Originally Posted by Tonberry
And I can't imagine loving more than one man, but only telling my kids that I love one of them. That doesn't seem like a good example for kids, either, because if they find out, it will seem like I'm telling them "you should hide some of your friends" or "it's okay to be ashamed that you love some people".
That's not the kind of message I would want to send.
And of course, when they do realise it, even though I'm poly now and no kid has been born, well they'd feel betrayed and lied to for all of their lives, and like I'm a different person than the one they trusted. And that's pretty harsh too.
Very true. I have always been clear to my kids that loving someone means treating them with honor and respect as a person. It would be sending mixed messages if I said I loved GG, but he was "secret". That was one of the struggles I had when we had an affair.
It was one of the reasons I went searching to figure out what the fuck was wrong with me and why I was never happy in mono relationships, but happiest with 2 or more loves at once.
I want my kids to know how to be real, be true to themselves and be happy in life.
Furthermore, I've taught them not to lie. But, keeping someone a secret IS lying. One of the big conversations we've had with the teens is that lying by omission is STILL LYING. It's like ARMED robbery is still a robbery.

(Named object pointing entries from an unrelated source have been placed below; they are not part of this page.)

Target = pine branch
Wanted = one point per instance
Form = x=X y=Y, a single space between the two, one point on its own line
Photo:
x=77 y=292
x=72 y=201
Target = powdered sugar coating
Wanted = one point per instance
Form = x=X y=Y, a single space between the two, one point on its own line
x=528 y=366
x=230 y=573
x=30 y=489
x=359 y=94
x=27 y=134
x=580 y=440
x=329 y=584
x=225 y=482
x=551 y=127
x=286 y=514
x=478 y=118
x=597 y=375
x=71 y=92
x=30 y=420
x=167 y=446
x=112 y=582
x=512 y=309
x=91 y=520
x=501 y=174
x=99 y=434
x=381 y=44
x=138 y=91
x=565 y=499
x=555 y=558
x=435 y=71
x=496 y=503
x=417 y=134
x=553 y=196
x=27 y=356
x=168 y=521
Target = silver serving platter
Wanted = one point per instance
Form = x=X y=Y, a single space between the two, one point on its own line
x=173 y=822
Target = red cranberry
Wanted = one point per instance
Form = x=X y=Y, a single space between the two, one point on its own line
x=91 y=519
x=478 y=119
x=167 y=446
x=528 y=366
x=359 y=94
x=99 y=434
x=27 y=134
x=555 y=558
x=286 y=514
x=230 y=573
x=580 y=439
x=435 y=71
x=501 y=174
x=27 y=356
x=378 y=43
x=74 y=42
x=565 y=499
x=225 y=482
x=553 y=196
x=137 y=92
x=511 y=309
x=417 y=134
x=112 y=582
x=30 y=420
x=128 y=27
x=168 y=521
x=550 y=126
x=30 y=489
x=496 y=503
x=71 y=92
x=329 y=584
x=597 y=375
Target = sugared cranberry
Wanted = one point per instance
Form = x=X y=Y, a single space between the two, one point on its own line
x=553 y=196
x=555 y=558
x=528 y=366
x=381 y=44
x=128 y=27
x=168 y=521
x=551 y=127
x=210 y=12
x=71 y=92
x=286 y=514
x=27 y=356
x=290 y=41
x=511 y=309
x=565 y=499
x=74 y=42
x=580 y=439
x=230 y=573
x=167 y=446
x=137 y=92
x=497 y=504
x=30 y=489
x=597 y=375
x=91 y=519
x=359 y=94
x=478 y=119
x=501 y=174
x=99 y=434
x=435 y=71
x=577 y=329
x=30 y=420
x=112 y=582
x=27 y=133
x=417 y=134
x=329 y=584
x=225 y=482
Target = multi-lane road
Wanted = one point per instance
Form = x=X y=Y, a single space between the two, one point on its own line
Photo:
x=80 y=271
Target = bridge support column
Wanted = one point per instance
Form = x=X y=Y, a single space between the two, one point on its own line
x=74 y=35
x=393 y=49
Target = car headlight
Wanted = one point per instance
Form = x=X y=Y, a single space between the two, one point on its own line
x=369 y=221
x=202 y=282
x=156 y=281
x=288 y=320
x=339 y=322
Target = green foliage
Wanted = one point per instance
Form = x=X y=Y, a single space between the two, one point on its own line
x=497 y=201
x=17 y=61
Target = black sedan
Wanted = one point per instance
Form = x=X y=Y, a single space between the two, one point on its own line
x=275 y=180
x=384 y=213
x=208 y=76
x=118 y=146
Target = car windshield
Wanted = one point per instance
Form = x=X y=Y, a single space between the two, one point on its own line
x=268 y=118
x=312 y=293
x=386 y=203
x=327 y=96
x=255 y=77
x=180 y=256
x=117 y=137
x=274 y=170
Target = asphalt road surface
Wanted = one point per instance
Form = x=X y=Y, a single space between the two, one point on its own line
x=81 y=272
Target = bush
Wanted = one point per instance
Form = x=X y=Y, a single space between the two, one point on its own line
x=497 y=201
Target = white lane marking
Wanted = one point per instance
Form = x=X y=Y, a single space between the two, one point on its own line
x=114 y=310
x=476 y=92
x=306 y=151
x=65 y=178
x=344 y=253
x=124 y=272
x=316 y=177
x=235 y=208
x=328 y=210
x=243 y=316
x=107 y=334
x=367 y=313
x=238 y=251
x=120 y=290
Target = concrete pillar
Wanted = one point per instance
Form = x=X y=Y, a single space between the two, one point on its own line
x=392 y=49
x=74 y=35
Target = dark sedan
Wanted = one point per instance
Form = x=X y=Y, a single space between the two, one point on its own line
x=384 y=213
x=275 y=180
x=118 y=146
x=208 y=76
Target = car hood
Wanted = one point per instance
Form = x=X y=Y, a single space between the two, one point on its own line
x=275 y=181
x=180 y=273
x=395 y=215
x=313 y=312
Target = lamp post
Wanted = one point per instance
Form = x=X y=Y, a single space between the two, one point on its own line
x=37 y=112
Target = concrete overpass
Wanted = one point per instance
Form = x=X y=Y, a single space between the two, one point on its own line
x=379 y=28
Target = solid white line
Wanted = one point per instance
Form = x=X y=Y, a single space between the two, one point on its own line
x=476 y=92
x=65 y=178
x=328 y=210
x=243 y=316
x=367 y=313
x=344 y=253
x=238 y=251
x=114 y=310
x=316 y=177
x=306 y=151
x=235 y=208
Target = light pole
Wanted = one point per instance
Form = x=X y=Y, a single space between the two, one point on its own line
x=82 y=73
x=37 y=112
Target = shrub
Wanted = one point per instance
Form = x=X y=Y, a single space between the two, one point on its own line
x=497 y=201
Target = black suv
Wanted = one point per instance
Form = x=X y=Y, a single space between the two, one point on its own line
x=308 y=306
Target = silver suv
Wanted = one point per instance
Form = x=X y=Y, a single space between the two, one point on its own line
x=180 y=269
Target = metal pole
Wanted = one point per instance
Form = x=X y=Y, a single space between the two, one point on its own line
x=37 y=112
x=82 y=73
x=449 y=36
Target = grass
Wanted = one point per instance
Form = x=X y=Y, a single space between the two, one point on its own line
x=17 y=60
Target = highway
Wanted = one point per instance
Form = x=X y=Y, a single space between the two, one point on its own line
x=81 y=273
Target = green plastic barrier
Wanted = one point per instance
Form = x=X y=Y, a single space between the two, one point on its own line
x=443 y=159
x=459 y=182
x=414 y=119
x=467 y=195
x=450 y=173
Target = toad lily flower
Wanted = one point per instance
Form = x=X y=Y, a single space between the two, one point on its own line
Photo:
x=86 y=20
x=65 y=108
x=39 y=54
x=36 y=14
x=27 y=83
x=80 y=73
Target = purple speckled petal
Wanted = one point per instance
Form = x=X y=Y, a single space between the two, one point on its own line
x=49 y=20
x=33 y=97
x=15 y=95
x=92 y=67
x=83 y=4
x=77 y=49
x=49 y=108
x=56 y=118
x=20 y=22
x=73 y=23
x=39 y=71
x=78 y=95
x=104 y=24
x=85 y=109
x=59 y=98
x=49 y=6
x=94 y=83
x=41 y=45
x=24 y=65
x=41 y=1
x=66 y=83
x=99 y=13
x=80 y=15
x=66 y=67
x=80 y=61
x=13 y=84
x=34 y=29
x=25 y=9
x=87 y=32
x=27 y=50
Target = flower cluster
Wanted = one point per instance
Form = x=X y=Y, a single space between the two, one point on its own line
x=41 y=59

regarding the way they feel about finding out their parents misrepresented the truth their hwole lives, I had a friend who found out at 18 he was adopted. He was loved, adored even. But, finding out that he was adopted left him feeling like he'd been lied to about who he was and who his family was his whole life. So, then he questioned EVERYTHING he'd experienced and been told. So "I love you" was suddenly a questionable statement. It really f'd him up for like 20 years!